Чтобы удостовериться в том, как скоро знакомятся духовные между собою, духовные, не видавшие друг друга никогда и живущие друг от друга на расстоянии двухсот – пятисот верст, нужно зайти в крестовую церковь или кафедральный собор во всенощную или к обедне, когда служит архиерей. Тут собраны лица духовного ведомства почти со всей губернии. Тут вы увидите протоиерея в камилавке и с наперсным крестом, монаха, снимающих свои камилавки, скуфьи и клобуки во время главных молитв, славословий и священнодействий, священников (которых можно отличить по крестам 1853–1856 годов), дьяконов, или, проще, лиц личного дворянства духовного ведомства, и подрясниковых – дьячков, пономарей и причетников. В церкви их человек двадцать. Они знакомятся так.

Подходит священник к протопопу и становится рядом. Священнику хочется свести знакомство с протопопом для того, чтобы прозреть, каковы там места. Но как заговорить с протопопом?.. Священник вынимает табакерку, щелкает пальцами по крышке и крякнет… Знай, мол, наших!.. Протопоп оглядывается в сторону священника. Священник раскрывает табакерку и говорит: не желаете ли-с?

– Пожалуй! – Протопоп берет в два пальца табаку и нюхает. Знакомство началось.

– Вы откуда? – спрашивает протопоп. Следует ответ. – Зачем, почему, ну как? – И дальше приглашение прийти на квартиру.

Если протопоп брезгует табаконюханьем, то священник начинает атаку иначе. Он слегка толкнет протопопа, будто нечаянно, потом скажет: извините-с! Посмотрит на протопопа и скажет заискивающим голосом:

– Вы, отец протопоп, давно здесь? – После ответа следует опять вопрос: – зачем? и – ну, а как дела? – После ответа: «как сажа, бела», – следует приглашение.

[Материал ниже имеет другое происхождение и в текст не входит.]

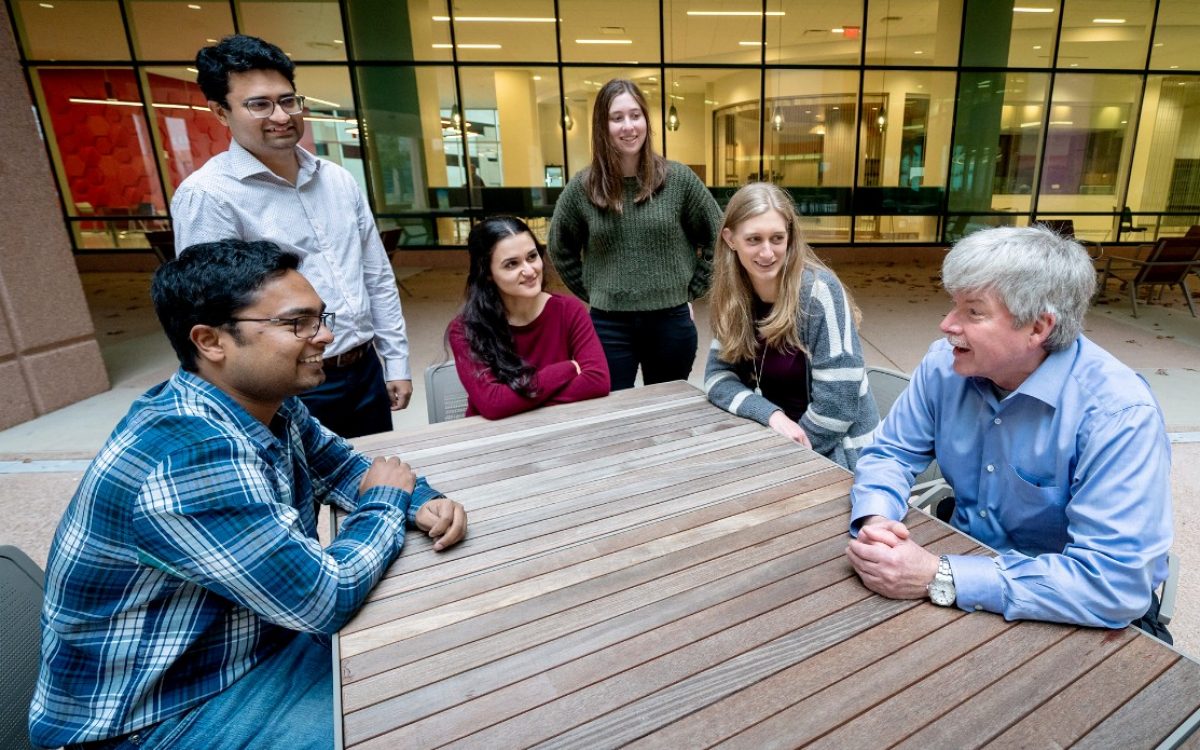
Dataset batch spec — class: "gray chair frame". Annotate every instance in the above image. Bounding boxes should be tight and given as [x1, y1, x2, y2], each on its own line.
[0, 546, 46, 750]
[425, 360, 467, 425]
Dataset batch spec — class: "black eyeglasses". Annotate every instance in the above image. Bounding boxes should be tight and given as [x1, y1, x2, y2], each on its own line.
[241, 94, 304, 120]
[229, 312, 337, 338]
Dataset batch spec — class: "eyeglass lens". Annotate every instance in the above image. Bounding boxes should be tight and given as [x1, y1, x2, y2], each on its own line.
[246, 95, 304, 118]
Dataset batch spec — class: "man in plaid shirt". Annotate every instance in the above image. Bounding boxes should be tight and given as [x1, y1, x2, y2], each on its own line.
[30, 240, 467, 750]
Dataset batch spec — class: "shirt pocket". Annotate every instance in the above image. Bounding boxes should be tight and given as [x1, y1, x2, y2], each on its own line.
[998, 464, 1067, 554]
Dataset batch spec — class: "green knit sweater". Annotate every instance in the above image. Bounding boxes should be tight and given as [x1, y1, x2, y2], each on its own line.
[550, 161, 721, 312]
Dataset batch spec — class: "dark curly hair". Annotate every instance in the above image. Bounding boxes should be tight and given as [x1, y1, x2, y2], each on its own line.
[458, 216, 546, 398]
[196, 34, 296, 109]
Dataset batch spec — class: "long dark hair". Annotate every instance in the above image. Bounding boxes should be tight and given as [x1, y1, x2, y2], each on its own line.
[460, 216, 546, 398]
[583, 78, 667, 214]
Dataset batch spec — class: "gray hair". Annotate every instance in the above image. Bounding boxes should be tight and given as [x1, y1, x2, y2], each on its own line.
[942, 224, 1096, 352]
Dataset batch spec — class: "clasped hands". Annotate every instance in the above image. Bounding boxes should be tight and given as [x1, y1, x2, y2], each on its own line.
[359, 456, 467, 552]
[846, 516, 937, 599]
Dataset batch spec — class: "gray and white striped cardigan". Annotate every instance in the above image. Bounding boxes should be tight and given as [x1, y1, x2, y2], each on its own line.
[704, 266, 880, 470]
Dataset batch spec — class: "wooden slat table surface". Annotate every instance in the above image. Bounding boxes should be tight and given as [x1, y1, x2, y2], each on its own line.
[335, 383, 1200, 750]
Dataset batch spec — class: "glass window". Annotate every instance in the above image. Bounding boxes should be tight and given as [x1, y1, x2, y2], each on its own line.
[434, 0, 554, 61]
[1058, 0, 1154, 68]
[1127, 76, 1200, 239]
[662, 0, 780, 65]
[1150, 0, 1200, 70]
[865, 0, 962, 67]
[767, 0, 863, 65]
[1037, 73, 1141, 236]
[854, 71, 954, 242]
[962, 0, 1061, 67]
[948, 72, 1050, 212]
[10, 0, 130, 60]
[346, 0, 451, 62]
[559, 0, 659, 65]
[34, 68, 167, 247]
[238, 0, 346, 62]
[355, 66, 460, 245]
[127, 0, 233, 61]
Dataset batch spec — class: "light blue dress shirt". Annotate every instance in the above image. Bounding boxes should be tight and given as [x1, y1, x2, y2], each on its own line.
[851, 336, 1171, 628]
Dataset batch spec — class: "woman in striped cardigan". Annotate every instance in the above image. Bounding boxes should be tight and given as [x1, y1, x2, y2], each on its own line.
[704, 182, 880, 470]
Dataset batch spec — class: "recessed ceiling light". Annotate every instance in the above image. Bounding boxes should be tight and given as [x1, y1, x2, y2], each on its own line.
[688, 11, 787, 18]
[433, 16, 554, 24]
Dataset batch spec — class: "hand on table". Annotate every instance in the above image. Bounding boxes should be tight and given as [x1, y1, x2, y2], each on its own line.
[388, 380, 413, 412]
[846, 516, 937, 599]
[767, 412, 812, 450]
[416, 498, 467, 552]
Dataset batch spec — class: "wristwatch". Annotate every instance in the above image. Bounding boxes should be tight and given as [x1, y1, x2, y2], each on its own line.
[925, 554, 955, 607]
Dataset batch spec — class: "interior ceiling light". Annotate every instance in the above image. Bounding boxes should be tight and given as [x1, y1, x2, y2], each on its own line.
[688, 11, 787, 18]
[433, 16, 554, 24]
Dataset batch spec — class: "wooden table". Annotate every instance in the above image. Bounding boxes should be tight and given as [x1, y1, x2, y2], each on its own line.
[335, 383, 1200, 750]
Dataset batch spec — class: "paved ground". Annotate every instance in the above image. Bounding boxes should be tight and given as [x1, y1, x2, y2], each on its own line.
[0, 259, 1200, 655]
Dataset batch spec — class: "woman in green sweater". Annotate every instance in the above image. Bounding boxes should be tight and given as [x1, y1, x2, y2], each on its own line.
[550, 79, 721, 390]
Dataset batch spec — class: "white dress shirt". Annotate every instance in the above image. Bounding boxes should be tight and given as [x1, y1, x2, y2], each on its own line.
[170, 140, 413, 380]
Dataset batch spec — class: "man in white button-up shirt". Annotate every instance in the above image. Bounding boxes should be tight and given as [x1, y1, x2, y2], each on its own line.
[170, 35, 413, 438]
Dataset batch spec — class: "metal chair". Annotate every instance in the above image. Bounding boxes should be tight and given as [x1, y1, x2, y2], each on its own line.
[1100, 238, 1200, 318]
[0, 546, 46, 750]
[866, 367, 954, 510]
[425, 361, 467, 425]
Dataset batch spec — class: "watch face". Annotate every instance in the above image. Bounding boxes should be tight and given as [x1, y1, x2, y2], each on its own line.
[929, 578, 954, 607]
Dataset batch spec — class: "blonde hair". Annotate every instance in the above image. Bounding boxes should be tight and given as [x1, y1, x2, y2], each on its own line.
[583, 78, 667, 214]
[709, 182, 862, 364]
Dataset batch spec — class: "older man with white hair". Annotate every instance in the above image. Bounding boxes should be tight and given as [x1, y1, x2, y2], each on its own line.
[846, 226, 1171, 642]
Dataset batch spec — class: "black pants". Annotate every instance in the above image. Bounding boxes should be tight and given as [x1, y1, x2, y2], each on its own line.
[300, 347, 391, 438]
[934, 497, 1175, 643]
[592, 305, 696, 391]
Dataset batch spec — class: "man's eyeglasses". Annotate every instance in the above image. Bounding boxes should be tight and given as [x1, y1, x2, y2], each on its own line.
[241, 94, 304, 120]
[229, 312, 336, 338]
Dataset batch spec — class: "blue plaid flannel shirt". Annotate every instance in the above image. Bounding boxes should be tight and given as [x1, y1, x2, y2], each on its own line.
[29, 370, 440, 746]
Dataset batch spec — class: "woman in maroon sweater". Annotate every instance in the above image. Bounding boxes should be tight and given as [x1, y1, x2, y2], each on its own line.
[446, 216, 608, 419]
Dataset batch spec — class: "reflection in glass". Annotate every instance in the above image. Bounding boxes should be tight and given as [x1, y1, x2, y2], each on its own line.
[126, 0, 233, 61]
[10, 0, 130, 60]
[236, 0, 346, 62]
[1058, 0, 1152, 68]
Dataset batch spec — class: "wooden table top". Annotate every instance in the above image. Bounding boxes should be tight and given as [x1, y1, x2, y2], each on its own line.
[335, 383, 1200, 750]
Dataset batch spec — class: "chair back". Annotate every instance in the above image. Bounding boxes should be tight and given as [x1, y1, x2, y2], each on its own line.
[1134, 236, 1200, 286]
[425, 361, 467, 425]
[866, 367, 908, 418]
[1038, 218, 1075, 239]
[0, 546, 46, 750]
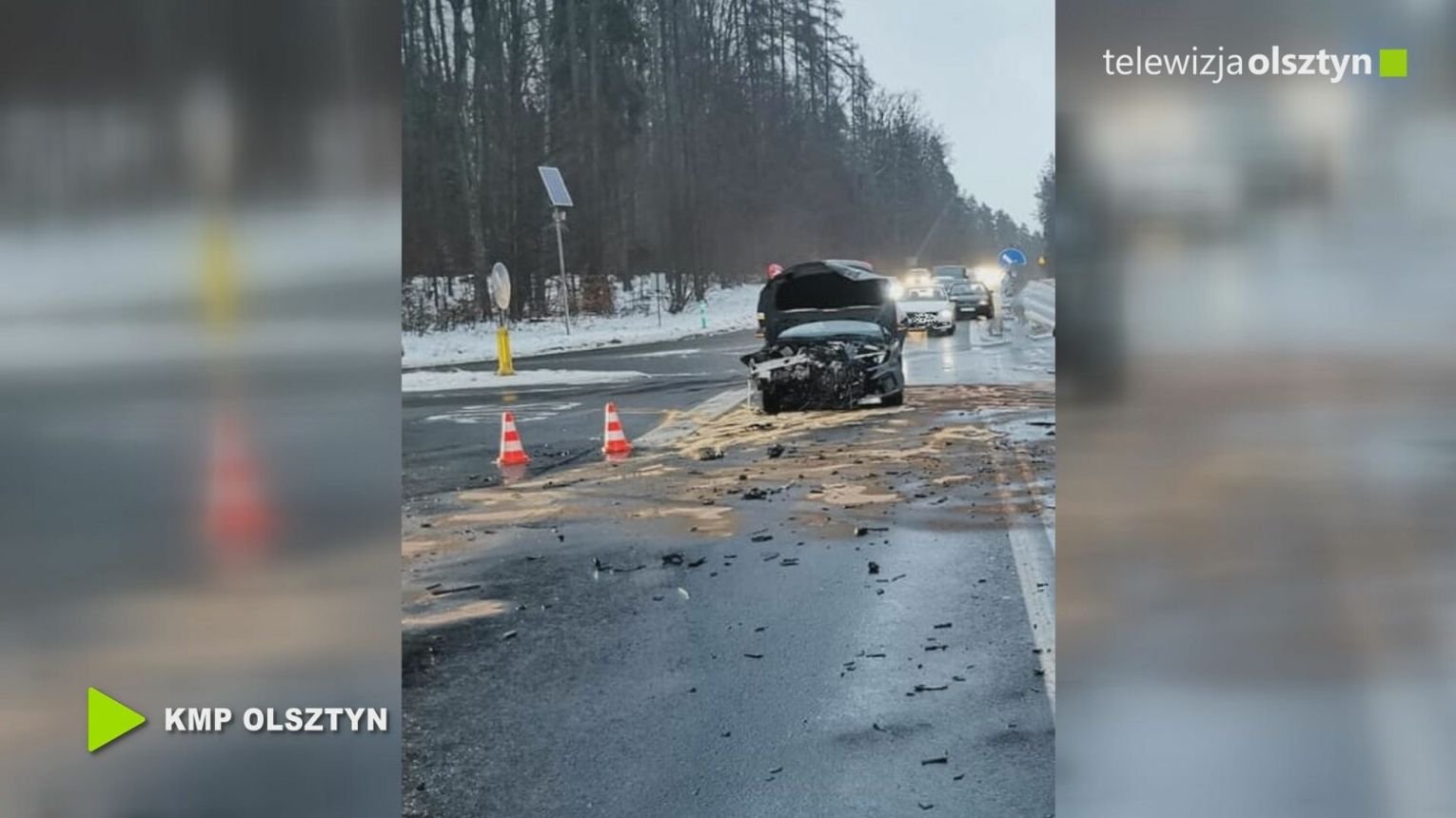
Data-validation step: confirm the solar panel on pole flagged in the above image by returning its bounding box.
[536,167,571,206]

У священников, дьяконов, дьячков и прочих обращение иное. Священник боится подойти к протопопу; кто его знает, кто он такой, а одноряоники обращаются запросто, потому что священника трудно различить от дьякона, если он не имеет знака отличия. Тут знакомство начинается так:

– Мое почтение!

(Следует дерганье за рясу.).

– Мое вам…

– Издалече?

И прочее… У дьячков и прочих придаточных еще проще: «Ты откуда?» – «Оттуда». – «Перепрашиваться?» – «Да». – «А стихарь хочу получить». – «Шиш получишь». Приезжий сразу видит своего брата приезжего, знает, что как он сам, так и собрат его приехал по нужде и церемониться нечего, во-первых, потому, что душу отведешь с сельскими людьми, а во-вторых, что от них можно узнать: нет ли где хорошего места.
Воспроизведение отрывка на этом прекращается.